Business

Michael Kors floored by slowing growth

The torrid growth at Michael Kors is slowing — and investors have been left holding the bag.

Shares of the red-hot fashion house — whose namesake founder and designer built his fame as a judge for TV’s “Project Runway” — slid 5.9 percent, to $77.01, on Monday after execs warned that sales are slowing and margins could shrink this year.

CEO John Idol blamed the margin shrink, in part, on heavy investments in European expansion, which the company had also cited in May when it ratcheted down expectations.

But Idol also admitted that the brand was forced to slash prices on a surplus of fall clothing and handbags that had hit stores too early.

“That didn’t work for us,” Idol told analysts on a Monday conference call.

With demand for the company’s “affordable luxury” decelerating amid broad consumer malaise, Idol warned the company’s gross margins could fall by half a percentage point this year.

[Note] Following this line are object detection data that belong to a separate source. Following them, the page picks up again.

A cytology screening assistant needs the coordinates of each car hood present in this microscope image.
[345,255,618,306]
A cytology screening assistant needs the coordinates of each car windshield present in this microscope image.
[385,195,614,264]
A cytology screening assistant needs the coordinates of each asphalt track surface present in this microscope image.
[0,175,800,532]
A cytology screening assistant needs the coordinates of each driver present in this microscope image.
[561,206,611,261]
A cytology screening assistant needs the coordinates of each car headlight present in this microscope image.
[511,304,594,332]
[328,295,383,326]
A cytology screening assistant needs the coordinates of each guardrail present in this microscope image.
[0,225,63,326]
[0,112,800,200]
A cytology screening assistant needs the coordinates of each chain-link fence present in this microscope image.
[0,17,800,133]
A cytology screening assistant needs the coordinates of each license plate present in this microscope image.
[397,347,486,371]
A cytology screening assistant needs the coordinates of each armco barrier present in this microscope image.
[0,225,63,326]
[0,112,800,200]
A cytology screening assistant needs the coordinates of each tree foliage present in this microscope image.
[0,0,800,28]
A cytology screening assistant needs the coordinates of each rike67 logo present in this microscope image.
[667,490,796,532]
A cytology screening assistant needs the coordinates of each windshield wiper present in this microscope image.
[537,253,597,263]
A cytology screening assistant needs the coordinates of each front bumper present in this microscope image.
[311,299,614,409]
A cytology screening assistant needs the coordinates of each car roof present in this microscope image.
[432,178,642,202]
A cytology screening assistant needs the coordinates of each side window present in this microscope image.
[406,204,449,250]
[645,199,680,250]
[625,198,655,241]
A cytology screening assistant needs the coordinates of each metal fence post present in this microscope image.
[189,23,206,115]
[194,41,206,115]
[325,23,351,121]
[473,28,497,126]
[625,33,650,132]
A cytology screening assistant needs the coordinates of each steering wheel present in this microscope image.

Michael Kors has taken credit for stealing shoppers away from its older rival, Coach, as it has posted same-store sales gains of more than 40 percent in most quarters since it went public in December 2011.

But now, the brand sees same-store sales up in the high teens for the rest of the year.

Kors is suffering because it has tried to be “everything for everybody,” says Robin Lewis, a retail analyst who has long warned of a coming slowdown.

While Kors handbags have been showing up at T.J. Maxx, true luxury brands like Louis Vuitton have always carefully controlled inventory, even if it means destroying unsold merchandise at season’s end, Lewis noted.